L'Arabie Saoudite devrait manquer son objectif de 130 GW renouvelables
Le royaume n'avait atteint que 13 GW de capacité renouvelable en 2025. Les experts projettent 74,2 GW d'ici 2030, loin de la cible officielle, tandis que la demande intérieure grève les exportations pétrolières.

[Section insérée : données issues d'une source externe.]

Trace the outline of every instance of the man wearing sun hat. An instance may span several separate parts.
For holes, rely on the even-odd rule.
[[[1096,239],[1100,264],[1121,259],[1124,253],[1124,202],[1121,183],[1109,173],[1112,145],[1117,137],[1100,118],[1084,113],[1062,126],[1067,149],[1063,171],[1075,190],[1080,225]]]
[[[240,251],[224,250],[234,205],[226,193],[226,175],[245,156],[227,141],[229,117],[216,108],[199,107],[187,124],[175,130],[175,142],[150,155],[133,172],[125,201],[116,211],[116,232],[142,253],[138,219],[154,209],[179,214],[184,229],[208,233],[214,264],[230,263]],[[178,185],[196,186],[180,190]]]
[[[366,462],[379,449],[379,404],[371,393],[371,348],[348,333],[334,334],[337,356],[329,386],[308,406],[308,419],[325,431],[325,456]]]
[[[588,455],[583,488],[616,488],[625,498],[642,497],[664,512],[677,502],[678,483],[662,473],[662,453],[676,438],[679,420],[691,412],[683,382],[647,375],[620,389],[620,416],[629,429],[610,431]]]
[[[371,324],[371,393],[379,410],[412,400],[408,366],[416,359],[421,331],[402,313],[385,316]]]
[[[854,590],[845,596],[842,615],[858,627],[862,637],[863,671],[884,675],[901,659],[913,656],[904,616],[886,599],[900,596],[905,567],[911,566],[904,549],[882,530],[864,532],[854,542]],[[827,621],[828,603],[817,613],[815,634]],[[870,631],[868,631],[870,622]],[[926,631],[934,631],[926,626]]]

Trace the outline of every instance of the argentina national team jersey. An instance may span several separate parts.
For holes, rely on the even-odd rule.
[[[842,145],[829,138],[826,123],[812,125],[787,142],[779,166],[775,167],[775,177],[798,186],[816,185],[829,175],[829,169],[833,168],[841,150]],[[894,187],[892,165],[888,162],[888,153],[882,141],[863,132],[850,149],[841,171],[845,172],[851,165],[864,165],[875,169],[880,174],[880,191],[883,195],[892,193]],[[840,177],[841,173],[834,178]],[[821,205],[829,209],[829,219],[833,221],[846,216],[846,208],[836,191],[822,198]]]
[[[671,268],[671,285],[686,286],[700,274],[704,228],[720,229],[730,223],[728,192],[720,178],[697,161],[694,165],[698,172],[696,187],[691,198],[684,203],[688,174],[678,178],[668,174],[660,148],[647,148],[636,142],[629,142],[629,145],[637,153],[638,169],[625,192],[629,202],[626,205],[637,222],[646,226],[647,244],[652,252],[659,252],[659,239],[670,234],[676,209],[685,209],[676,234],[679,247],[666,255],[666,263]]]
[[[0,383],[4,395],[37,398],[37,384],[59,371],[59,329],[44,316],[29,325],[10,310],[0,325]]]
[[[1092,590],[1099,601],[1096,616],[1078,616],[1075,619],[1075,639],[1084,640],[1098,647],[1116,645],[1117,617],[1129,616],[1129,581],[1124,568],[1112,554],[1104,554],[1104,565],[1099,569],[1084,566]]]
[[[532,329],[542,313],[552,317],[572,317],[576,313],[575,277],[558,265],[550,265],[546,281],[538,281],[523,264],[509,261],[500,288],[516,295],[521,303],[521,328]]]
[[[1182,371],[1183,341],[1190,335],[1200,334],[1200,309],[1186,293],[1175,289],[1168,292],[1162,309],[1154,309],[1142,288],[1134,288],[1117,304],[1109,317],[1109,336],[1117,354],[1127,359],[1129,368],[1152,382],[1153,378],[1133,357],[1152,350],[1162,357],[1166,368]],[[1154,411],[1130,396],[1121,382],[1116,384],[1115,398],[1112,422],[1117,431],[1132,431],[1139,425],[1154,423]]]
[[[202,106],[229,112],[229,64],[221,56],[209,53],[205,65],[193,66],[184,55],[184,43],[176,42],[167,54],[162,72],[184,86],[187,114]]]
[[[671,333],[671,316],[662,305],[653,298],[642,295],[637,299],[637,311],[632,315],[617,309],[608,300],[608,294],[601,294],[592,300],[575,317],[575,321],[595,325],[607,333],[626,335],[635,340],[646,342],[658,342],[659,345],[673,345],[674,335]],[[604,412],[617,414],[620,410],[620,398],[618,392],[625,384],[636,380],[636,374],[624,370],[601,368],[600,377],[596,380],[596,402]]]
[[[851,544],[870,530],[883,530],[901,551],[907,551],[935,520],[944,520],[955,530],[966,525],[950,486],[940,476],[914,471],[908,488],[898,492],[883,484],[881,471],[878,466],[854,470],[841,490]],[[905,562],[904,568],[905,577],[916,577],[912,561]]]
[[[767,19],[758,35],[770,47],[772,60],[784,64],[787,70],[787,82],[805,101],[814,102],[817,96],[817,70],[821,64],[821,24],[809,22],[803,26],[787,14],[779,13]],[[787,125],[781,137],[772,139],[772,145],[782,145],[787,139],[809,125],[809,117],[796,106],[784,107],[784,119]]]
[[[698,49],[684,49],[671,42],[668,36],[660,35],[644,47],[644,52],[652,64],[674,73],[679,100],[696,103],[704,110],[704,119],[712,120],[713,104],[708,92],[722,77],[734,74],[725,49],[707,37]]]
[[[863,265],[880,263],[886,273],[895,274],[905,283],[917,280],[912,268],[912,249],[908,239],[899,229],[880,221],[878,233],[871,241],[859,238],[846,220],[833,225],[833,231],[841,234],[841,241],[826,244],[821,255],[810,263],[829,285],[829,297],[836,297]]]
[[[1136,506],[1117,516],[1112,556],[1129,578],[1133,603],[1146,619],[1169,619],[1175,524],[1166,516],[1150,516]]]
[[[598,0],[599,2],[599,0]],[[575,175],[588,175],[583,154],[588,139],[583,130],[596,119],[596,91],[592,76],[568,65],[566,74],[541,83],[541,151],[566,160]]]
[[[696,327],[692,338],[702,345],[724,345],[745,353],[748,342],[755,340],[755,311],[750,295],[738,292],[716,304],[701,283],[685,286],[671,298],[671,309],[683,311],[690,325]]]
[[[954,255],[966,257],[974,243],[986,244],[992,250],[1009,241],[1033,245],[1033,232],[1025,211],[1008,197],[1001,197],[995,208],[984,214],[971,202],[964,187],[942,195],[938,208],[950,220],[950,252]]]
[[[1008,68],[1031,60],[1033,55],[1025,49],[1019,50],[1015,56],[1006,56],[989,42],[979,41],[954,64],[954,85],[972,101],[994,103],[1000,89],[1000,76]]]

| Secteurs | Énergie Solaire, Photovoltaïque, Énergie Éolienne, Terrestre |
|---|---|
| Thèmes | Régulation & Gouvernance, Politique publique |
| Sociétés | GlobalData |
| Pays | Arabie Saoudite |
L'Arabie Saoudite s'est fixé un objectif de 130 gigawatts (GW) d'énergie renouvelable d'ici 2030. La progression reste cependant très en deçà des ambitions : le royaume n'avait atteint que 13 GW en 2025. Selon le rapport GlobalData Saudi Arabia Power Market Trends and Analysis, les experts projettent désormais 74,2 GW à l'horizon 2030, soit un écart substantiel par rapport à la cible officielle. Pour tenir cet objectif, l'Arabie Saoudite devrait installer plus de 23 GW de capacités renouvelables par an, un rythme que le pays n'a pas encore démontré pouvoir soutenir. Tandis que d'autres marchés accélèrent leurs déploiements — comme ENGIE, qui développe un parc éolien de 900 MW en Égypte, ou Meralco PowerGen, qui livre 85 MW solaires au réseau philippin — le royaume saoudien accuse un retard structurel.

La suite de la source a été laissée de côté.